Полин медленно покачала головой, заколебалась и выговорила:
— Все было так печально, так страшно. Будто бы видишь, как он движется к своему неизбежному концу.
— А Пол и Пэнти — к своему, это тоже видишь, не так ли? — вставил Седрик. — Между прочим, ты могла бы замолвить за них словечко.
— Я не ожидаю от тебя понимания или объективности.
— Ну, это понятно, — с полной искренностью откликнулся Седрик. — Их просто не существует.
— Тью-ю!
— Что ж, — сказал Седрик, — если мистер Аллейн исчерпал свои захватывающие вопросы, я бы, пожалуй, покинул библиотеку. Атмосфера, которую создают эти молчаливые, никем не читаемые друзья в сафьяновых переплетах, кажется мне исключительно мрачной. Мистер Аллейн?
— Нет, сэр Седрик, — бодро откликнулся Аллейн, — вопросов у меня больше нет, благодарю вас. Вы не против, если я продолжу свою работу?
— Да, да, конечно. Чувствуйте себя здесь как дома. Может, вам захочется купить этот замок. В любом случае очень надеюсь, что вы останетесь поужинать, и ваш молчаливый друг тоже. Как его, кстати, зовут?
— Большое спасибо, но мы с Фоксом ужинаем в другом месте.
— В таком случае, — Седрик двинулся к выходу, — оставляю вас с тетей Полин. Она развлечет вас рассказами о непричастности Пэнти к тарелке с книгой. Ну и тем, что сама она анонимные письма написать ну никак не могла.
Но Полин не дала ему выйти. С проворством, какое Аллейн никак не мог в ней заподозрить, она метнулась к выходу и величественно застыла, прижав ладони к двери и откинув назад голову.
— Погоди! — прошептала она. — Погоди!
— Говорил же я, — Седрик с улыбкой повернулся к Аллейну, — настоящая леди Макдуф. Со всем своим славным выводком, воплощенным в Пэнти и Поле. Курица (или, может, правильнее сказать «несушка») в капкане.
— Мистер Аллейн, — вымолвила Полин, — этого я не собиралась говорить никому и никогда. У нас старинная семья…
— Сейчас на колени встану, тетя Полин, на колени…

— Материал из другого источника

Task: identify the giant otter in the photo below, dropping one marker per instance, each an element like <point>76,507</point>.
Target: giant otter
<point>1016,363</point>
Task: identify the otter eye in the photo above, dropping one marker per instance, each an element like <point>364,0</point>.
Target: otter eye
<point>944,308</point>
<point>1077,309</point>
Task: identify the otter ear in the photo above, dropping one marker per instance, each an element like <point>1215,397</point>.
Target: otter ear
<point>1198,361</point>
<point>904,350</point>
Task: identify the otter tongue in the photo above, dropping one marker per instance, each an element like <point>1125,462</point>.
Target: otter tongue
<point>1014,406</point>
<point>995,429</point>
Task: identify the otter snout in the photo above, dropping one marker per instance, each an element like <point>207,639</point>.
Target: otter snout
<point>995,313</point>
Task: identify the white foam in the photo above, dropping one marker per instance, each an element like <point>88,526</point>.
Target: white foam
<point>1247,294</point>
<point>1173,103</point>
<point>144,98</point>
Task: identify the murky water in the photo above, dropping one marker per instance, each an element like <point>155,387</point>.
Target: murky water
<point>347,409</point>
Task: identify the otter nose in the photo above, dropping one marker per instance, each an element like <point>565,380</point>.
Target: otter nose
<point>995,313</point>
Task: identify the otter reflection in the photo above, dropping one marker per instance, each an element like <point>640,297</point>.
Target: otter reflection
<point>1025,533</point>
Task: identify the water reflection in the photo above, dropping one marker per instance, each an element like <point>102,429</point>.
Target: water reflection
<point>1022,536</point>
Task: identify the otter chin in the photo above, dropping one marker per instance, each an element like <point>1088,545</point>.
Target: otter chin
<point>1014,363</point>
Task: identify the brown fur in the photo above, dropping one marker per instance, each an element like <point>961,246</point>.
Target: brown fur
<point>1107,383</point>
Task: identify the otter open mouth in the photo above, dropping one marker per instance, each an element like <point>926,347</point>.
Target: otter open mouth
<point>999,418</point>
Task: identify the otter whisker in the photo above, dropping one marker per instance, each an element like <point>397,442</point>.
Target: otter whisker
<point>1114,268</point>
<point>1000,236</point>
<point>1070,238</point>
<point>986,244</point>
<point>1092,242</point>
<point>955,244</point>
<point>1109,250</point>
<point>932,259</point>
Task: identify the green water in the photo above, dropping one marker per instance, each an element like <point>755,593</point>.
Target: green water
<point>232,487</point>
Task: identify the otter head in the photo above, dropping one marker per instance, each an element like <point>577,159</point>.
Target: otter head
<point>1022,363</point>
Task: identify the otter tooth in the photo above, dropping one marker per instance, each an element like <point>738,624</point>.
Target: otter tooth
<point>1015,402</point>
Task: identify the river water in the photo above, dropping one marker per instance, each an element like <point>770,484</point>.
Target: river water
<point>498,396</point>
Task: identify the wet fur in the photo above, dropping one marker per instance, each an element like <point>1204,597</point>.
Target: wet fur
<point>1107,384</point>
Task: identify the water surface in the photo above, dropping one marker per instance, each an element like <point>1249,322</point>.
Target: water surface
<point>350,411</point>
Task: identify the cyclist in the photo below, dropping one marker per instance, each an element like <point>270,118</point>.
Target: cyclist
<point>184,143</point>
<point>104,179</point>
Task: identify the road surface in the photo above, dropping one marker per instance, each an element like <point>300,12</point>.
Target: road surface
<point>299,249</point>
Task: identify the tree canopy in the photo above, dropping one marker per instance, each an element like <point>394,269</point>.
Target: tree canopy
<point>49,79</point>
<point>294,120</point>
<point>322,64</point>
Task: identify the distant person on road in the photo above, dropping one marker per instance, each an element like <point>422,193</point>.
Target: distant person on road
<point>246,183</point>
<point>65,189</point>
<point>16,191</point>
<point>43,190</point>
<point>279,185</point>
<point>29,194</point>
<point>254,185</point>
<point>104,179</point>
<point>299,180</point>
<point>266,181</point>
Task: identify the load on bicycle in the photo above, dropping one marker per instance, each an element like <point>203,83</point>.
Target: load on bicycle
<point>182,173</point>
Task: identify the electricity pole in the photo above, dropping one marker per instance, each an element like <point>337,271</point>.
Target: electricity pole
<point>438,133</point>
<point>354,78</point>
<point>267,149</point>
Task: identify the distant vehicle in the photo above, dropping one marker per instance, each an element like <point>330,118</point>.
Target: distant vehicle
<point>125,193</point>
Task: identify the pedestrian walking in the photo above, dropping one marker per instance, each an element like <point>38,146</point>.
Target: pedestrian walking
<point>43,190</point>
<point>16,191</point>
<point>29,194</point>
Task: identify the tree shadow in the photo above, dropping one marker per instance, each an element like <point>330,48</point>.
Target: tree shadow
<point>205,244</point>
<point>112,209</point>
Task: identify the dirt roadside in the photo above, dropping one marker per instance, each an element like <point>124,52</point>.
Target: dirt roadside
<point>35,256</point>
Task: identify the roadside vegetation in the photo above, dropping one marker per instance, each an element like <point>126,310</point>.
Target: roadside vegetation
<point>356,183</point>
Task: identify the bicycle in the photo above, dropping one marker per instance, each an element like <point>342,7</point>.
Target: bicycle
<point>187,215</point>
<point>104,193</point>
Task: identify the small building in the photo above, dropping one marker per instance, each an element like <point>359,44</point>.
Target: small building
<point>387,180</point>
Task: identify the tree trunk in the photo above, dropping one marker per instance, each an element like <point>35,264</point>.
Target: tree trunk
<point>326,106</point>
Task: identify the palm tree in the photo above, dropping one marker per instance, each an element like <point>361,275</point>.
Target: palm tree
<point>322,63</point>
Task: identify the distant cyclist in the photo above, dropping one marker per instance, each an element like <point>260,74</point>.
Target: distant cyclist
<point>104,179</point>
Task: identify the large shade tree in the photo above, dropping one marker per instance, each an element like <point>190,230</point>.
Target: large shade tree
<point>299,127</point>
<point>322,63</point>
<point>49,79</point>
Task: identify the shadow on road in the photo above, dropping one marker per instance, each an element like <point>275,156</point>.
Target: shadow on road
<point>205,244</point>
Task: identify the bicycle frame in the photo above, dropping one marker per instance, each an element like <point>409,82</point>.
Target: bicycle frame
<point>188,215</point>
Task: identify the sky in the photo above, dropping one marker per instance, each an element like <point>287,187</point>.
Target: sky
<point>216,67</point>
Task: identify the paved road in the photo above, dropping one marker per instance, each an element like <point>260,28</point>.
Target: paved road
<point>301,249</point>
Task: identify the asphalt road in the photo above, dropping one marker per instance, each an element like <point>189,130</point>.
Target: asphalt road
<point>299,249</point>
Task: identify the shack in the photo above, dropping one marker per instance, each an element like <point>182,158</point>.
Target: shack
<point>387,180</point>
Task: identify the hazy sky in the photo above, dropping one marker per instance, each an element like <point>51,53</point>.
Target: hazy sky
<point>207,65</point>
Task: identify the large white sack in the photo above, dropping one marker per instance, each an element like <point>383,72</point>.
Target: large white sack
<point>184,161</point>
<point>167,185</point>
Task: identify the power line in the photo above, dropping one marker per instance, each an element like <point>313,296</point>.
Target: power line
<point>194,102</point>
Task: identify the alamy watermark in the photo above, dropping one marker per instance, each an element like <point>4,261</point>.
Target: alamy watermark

— …и хоть, может, это и неправильно, мы гордимся своей родословной. Доныне наше имя было ничем не опорочено. Ни в малейшей степени. Седрик теперь Глава Семьи. И уже поэтому, а также во имя памяти отца мне следовало бы поберечь его. Но поскольку он только и делает, что оскорбляет меня, причиняет боль, пытается бросить тень подозрения на моего ребенка, поскольку защитить меня больше некому… — Тут Полин замолчала, словно готовясь произнести приговор. Но что-то ее остановило. Лицо у нее сморщилось, и она, как показалось Аллейну, сразу стала похожа на свою дочку. Глаза наполнились слезами. — У меня есть основания полагать, — вновь заговорила Полин и осеклась с испуганным видом. — Ладно, пускай. — Голос у нее жалобно осел. — Никогда не могла примириться с недобрыми людьми. — Она мотнула головой в сторону Седрика: — Спросите его, что он делал в тот вечер в комнате мисс Орринкурт. Спросите.
Полин залилась слезами и, шаркая ногами, вышла из библиотеки.
— Проклятие! — взорвался Седрик и метнулся за ней.
3
Оставшись один, Аллейн грустно присвистнул и, побродив немного по холодной, погружающейся в темноту комнате, подошел к окну и принялся делать заметки в записной книжке. За этим занятием и застал его Фокс.